Introduction
In the previous part we identified the resistor as one possible component of an electrical circuit. In this section we look at how resistors can be combined in series within a circuit, this is relevant to the analysis of current flow through electrolyte solution as the medium can be considered as have a specific resitivity.
Identifying and Analysing Series Circuits
A series circuit provides only one route for the current to flow between two points in a circuit, consequently the current flowing through each individual resistor is the same. The diagram below shows three resistors in series between the points A and B.
When resistors are connected in series the total circuit resistance RT can be calculated by summing the individual resistances i.e.
RT = R1 + R2 + R3 |
Using this information we can calculate the total resistance of the circuit below, along with the current flowing and the potential dropped across each individual resistor
the total resistance is
RT = 65 + 84 + 73 + 10 = 232 Ω |
to evaluate the current flowing we use Ohm's law which tells us we must divide the applied voltage (25 V) by the total circuit resistance
i = V/ RT = 25/232 = 107.76 mA (0.10776 A) |
Having calculated the current flowing it is now possible to work out the potential dropped over each resistor.

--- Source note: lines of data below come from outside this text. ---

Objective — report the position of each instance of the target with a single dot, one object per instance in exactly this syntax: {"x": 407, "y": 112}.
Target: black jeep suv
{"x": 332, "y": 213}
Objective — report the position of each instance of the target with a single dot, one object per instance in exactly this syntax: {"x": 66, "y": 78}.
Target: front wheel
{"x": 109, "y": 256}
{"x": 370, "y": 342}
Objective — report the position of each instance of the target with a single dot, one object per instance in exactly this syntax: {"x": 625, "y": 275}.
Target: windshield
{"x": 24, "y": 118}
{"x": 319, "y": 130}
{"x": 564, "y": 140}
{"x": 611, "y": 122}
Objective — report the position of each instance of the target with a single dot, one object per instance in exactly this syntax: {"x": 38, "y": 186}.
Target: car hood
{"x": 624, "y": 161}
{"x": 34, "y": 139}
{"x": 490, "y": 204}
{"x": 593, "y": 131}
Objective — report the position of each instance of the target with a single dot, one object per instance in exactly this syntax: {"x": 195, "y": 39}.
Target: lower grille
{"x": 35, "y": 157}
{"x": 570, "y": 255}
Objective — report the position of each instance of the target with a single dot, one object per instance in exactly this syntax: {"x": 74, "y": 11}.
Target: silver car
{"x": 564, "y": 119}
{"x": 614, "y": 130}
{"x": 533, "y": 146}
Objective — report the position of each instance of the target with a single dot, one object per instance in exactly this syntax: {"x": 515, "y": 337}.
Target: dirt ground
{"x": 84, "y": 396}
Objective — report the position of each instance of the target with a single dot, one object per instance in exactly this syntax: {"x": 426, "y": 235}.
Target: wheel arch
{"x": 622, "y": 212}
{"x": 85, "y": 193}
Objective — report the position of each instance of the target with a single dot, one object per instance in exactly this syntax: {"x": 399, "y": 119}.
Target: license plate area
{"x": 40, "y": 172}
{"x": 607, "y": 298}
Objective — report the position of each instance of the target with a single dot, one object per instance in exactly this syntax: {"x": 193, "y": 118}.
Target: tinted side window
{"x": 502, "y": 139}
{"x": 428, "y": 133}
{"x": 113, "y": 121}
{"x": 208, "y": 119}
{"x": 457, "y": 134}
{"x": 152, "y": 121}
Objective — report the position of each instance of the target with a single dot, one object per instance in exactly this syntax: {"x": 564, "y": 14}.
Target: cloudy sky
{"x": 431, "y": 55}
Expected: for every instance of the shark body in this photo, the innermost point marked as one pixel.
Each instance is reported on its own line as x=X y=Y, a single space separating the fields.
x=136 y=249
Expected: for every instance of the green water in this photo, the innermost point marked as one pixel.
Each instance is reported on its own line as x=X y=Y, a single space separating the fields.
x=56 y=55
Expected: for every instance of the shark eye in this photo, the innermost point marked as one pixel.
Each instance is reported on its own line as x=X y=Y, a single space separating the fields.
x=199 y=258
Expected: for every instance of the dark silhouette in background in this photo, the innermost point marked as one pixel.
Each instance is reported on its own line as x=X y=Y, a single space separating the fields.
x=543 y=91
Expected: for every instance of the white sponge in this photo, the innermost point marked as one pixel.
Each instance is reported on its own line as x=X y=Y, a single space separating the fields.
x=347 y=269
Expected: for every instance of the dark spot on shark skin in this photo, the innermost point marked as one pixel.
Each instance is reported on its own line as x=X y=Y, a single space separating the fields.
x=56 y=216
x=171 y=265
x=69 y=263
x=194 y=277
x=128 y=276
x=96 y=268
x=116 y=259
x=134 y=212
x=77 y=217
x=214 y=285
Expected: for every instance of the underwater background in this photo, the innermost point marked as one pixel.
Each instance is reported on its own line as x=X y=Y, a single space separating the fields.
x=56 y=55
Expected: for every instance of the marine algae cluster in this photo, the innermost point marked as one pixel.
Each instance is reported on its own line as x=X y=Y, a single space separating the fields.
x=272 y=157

We again use Ohm's law, recalling that for a series circuit the current through each resistor is the same, so for the 65 Ω resistor the voltage dropped is
0.10776 x 65 = 7.004 V |
similarly for the other resistors we get
0.10776 x 84 = 9.051 V |
0.10776 x 73 = 7.867 V |
0.10776 x 10 = 1.078 V |
This result leads to another concept first noted by Kirchhoff for series circuits or loops. By summing the voltage drops over each resistor we end up with the source voltage. Kirchhoff stated this result as follows: the sum of all the voltages around a single closed loop in a circuit is equal to the total source voltage in that loop We have now introduced the main concepts required to examine the current, resistance and voltage properties of circuits which contain resistors in series. In the next section we will examine the analogous behaviour of parallel circuits.